Comparison of calculated RT60 time with recommended ranges for various room types.

What is a Reverb Decay Calculator?

A reverb decay calculator is a tool used in acoustics to estimate the Reverberation Time (RT60) of a room. RT60 is the time it takes for a sound’s pressure level to decay by 60 decibels (dB) after the sound source has stopped. This measurement is crucial for understanding and designing the acoustic character of a space. A room with a long reverb time is often described as “live” or “echoey,” like a cathedral, while a room with a short reverb time is considered “dead” or “dry,” like a professional recording studio’s vocal booth.

This calculator is essential for architects, audio engineers, home studio owners, and acousticians who need to predict or modify how a room will sound.
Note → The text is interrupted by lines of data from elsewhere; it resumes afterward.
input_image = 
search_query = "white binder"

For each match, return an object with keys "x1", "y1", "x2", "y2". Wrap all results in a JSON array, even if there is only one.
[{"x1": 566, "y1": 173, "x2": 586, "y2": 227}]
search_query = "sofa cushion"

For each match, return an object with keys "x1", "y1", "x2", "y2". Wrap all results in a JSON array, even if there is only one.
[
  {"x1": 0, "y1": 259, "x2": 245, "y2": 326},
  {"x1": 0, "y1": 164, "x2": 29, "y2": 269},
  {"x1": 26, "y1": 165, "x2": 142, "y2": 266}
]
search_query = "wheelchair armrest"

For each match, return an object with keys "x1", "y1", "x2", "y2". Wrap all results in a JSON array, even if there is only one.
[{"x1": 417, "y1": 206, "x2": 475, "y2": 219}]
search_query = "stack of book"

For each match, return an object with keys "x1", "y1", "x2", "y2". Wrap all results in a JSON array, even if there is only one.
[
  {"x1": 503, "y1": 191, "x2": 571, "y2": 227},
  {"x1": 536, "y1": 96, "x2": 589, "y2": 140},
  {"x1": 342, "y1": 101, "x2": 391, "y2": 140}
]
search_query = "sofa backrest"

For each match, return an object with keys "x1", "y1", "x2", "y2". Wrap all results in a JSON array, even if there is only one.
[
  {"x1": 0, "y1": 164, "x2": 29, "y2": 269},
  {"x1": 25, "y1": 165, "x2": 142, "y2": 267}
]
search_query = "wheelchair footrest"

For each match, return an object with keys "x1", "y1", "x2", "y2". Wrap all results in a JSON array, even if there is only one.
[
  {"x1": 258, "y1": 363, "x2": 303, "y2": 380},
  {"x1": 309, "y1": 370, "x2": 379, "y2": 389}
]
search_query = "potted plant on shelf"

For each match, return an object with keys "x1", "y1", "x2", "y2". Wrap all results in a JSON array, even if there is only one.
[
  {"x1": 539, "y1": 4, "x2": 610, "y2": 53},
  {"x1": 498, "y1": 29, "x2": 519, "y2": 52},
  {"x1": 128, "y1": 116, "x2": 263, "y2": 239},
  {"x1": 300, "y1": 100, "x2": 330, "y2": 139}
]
By inputting the room’s dimensions and the absorptive properties of its surfaces, you can use a reverb decay calculator to determine if a space is suitable for its intended purpose, such as speech, music performance, or recording, and plan for acoustic treatment if necessary.

The Reverb Decay Formula (Sabine Formula)

The most common formula for estimating reverberation time was developed by Wallace Clement Sabine in the late 19th century. The Sabine Formula provides a practical approximation of RT60. The formula is:

RT60 = k * (V / A)

Where:

RT60 is the reverberation time in seconds.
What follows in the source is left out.